Take for example, the light fixture in Nature morte 4. Four glowing orbs fill the composition and feel as if they are hovering above the viewer. It’s a familiar feeling––trying to relax on the couch or floor of a living room, and staring up at the ceiling while an errant thought floats through the mind and blends right into the next. The lights suspended above are almost uncomfortably bright yet strangely comforting as they abstract into new and unrecognizable shapes. Edwards often approaches his subject matter in this way, with a familiar fixation on what we know and see repeatedly everyday. Yet his treatment of these slice of life scenes, through tight framing and the layering of paint into a hazy memory, reminds us of our almost supernatural ability to make and dissolve meaning in a matter of seconds.

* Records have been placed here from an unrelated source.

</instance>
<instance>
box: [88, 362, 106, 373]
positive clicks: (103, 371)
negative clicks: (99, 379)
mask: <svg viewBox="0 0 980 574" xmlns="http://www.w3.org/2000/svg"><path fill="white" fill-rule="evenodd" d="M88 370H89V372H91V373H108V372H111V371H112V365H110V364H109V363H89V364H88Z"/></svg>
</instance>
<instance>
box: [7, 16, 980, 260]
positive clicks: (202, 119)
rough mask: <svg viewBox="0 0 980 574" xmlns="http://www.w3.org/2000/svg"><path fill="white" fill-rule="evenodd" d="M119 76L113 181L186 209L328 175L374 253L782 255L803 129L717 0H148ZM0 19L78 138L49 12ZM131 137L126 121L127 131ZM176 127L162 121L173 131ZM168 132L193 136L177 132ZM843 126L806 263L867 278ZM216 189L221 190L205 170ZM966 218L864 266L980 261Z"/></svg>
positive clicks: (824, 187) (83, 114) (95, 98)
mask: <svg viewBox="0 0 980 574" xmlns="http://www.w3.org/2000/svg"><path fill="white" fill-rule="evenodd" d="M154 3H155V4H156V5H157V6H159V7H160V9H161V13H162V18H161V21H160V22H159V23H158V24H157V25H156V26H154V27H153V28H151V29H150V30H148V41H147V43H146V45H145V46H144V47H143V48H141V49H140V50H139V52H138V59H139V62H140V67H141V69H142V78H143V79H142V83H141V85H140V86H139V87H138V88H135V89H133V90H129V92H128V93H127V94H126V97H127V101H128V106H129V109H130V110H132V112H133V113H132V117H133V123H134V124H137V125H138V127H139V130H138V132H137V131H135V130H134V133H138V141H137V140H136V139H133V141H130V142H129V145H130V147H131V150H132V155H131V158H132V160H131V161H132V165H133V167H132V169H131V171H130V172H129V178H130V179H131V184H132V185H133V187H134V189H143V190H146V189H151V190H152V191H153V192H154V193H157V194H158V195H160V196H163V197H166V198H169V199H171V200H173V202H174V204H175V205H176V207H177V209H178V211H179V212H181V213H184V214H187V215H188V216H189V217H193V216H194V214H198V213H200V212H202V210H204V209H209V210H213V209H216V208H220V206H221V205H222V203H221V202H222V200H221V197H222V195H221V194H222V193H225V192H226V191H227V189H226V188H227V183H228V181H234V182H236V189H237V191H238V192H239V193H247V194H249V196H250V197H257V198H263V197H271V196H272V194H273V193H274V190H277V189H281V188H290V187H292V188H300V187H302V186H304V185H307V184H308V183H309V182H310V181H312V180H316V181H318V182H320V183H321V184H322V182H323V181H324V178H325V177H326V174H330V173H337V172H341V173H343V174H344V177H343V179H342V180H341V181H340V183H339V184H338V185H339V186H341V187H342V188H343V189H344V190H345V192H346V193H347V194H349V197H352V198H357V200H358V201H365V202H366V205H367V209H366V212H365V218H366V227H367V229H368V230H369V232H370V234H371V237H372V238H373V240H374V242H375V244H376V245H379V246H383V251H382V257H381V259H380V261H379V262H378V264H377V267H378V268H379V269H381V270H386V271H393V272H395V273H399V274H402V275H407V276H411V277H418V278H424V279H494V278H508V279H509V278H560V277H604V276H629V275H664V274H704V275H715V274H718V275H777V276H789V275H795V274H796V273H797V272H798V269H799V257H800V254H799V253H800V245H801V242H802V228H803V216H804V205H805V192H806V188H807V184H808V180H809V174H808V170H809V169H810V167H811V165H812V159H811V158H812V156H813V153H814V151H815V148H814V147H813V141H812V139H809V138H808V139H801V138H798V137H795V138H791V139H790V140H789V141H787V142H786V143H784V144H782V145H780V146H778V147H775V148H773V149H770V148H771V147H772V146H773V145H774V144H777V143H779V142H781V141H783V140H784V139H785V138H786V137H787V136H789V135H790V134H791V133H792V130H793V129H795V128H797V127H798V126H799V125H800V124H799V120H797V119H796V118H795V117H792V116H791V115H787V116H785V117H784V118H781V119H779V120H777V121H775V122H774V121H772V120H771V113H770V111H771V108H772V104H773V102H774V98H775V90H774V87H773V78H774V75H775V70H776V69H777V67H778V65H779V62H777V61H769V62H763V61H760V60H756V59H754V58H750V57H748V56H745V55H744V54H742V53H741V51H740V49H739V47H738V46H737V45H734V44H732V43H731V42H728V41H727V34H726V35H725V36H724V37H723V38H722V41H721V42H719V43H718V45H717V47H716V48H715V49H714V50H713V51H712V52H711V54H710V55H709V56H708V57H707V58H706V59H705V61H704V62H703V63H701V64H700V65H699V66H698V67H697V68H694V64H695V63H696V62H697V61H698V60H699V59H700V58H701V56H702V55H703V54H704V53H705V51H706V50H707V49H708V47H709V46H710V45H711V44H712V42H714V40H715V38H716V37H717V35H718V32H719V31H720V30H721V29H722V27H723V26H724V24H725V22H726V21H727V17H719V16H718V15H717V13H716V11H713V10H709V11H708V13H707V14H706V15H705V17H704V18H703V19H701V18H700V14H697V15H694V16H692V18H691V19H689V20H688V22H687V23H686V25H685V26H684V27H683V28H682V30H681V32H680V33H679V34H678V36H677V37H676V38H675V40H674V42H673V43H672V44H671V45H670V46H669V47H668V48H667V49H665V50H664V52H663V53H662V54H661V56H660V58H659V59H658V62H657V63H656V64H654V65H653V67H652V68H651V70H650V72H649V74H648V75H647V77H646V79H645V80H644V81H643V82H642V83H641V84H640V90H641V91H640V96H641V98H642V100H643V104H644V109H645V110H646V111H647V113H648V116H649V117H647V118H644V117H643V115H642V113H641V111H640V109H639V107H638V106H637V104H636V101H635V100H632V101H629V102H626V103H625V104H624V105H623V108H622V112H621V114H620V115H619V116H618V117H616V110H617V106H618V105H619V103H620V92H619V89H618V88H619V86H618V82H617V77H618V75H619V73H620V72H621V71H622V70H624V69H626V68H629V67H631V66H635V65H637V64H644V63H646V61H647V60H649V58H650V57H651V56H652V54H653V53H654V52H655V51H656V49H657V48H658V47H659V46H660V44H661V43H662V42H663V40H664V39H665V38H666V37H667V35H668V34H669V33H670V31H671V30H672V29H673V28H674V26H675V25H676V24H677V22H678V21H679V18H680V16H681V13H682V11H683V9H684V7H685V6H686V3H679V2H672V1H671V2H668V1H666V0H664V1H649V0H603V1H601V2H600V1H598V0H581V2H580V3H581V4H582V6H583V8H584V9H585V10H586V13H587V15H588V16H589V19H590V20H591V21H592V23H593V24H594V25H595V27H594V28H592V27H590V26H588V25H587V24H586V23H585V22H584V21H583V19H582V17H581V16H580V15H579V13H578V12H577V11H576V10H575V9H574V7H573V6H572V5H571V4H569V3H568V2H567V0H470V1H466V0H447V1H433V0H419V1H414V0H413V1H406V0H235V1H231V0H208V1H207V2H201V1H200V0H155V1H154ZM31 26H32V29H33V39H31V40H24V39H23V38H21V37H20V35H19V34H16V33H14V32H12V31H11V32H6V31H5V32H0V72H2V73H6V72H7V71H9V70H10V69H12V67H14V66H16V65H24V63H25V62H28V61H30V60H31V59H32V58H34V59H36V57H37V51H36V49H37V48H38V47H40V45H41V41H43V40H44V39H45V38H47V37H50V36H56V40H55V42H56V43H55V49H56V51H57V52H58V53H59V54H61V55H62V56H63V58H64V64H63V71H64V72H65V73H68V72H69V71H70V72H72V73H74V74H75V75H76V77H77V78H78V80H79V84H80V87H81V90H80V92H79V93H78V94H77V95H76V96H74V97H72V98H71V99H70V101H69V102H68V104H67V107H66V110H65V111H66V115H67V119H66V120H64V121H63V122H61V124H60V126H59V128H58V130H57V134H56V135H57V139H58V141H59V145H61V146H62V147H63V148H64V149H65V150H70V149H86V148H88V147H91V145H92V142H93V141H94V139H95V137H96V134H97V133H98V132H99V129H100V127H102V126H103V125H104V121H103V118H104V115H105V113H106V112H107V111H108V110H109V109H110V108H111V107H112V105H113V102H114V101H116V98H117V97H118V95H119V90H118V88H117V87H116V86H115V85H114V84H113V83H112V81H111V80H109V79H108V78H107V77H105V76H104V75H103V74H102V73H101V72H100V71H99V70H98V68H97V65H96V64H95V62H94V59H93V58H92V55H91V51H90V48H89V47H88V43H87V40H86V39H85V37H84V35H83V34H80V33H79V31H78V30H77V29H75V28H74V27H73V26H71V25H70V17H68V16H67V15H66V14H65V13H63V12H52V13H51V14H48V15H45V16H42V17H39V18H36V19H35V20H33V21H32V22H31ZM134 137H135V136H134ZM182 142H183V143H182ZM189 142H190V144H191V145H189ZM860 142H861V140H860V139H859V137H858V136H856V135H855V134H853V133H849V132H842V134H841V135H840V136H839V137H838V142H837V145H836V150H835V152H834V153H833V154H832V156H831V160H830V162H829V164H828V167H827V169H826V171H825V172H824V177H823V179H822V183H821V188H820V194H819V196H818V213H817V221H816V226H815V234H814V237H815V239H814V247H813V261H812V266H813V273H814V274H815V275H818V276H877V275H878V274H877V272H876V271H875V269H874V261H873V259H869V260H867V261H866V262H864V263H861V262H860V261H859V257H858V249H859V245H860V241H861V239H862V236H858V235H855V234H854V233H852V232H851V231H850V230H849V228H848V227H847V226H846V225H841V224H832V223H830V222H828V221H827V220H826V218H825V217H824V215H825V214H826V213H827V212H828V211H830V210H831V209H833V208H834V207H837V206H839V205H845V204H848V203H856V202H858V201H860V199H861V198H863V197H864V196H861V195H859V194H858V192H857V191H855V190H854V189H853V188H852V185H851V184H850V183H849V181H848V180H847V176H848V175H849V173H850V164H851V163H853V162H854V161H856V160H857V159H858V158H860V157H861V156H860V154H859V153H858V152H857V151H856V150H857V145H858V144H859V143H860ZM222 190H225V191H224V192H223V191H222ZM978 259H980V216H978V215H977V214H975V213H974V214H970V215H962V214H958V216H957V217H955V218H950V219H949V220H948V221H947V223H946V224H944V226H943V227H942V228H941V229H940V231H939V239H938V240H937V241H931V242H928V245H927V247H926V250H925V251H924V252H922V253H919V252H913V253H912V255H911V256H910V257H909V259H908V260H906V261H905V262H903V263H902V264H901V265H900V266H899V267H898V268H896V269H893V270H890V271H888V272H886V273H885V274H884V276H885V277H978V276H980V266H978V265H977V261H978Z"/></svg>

There is change in repetition, and Edwards shows us how meaning can be stripped down through the depiction of hyper-familiar and personal scenes from home. Through his formal approach to the pedestrian and mundane, the artist may first set out to create images in great likeness or realism, but in the process of experiencing and relating to these works specificity can be lost to the viewer. Despite the title of this exhibition, Edwards does not seek to make paintings in truth or faith, instead, what is seen to be fixed only oscillates between private and public, interior and exterior, and liminality is where things get interesting. In his paintings, there is a crisis of identity, a paradox of modern life in the big city where individual experiences can become porous in the way they are shared and mirrored by many. Like in Untitled (cropped subway), we are intimately familiar with the intensity of the moment on a subway platform when a train finally lurches into the station, and how disorienting space and time can become.

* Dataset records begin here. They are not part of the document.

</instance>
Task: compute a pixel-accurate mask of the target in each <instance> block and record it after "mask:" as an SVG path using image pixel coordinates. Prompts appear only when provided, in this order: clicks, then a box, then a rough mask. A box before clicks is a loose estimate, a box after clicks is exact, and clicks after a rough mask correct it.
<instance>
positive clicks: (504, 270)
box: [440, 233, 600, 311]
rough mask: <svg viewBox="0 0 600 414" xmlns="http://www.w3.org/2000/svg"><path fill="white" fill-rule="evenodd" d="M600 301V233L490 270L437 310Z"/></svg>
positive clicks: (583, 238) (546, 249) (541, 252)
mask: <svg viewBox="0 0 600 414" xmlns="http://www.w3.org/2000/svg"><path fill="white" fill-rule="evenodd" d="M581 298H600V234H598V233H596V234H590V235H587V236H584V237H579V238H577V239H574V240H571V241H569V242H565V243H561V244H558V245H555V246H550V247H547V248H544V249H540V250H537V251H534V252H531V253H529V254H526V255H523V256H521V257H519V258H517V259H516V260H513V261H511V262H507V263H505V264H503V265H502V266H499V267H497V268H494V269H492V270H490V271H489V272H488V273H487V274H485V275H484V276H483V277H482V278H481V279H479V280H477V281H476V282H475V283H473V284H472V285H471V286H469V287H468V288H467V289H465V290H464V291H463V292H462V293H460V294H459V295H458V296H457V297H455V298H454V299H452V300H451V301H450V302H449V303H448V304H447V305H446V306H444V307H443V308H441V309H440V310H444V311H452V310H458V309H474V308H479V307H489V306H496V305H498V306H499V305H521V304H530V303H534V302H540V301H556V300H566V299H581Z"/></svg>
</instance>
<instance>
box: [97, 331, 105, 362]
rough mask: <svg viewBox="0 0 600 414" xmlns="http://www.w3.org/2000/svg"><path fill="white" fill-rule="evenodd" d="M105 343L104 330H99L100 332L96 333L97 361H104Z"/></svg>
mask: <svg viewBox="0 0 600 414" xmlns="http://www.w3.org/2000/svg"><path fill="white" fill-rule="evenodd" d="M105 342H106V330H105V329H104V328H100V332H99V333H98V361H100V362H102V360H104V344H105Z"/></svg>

Drama and tension are heightened even more in these paintings given, ironically, their vantage points, mostly seen from about waist high. Despite the austerity in much of Edwards’s work, there also exists a sense of humor and approachability, especially when realizing that the perspectival shift could very well be made from that of a child’s. He invites a sense of wonder and play in a tangle of cords sprawling on the living room floor. Where his previous body of work took details of the environment outside, Edwards tends to a more introspective space in this exhibition, and reminds us of the openness of material and meaning through simply asking who is looking.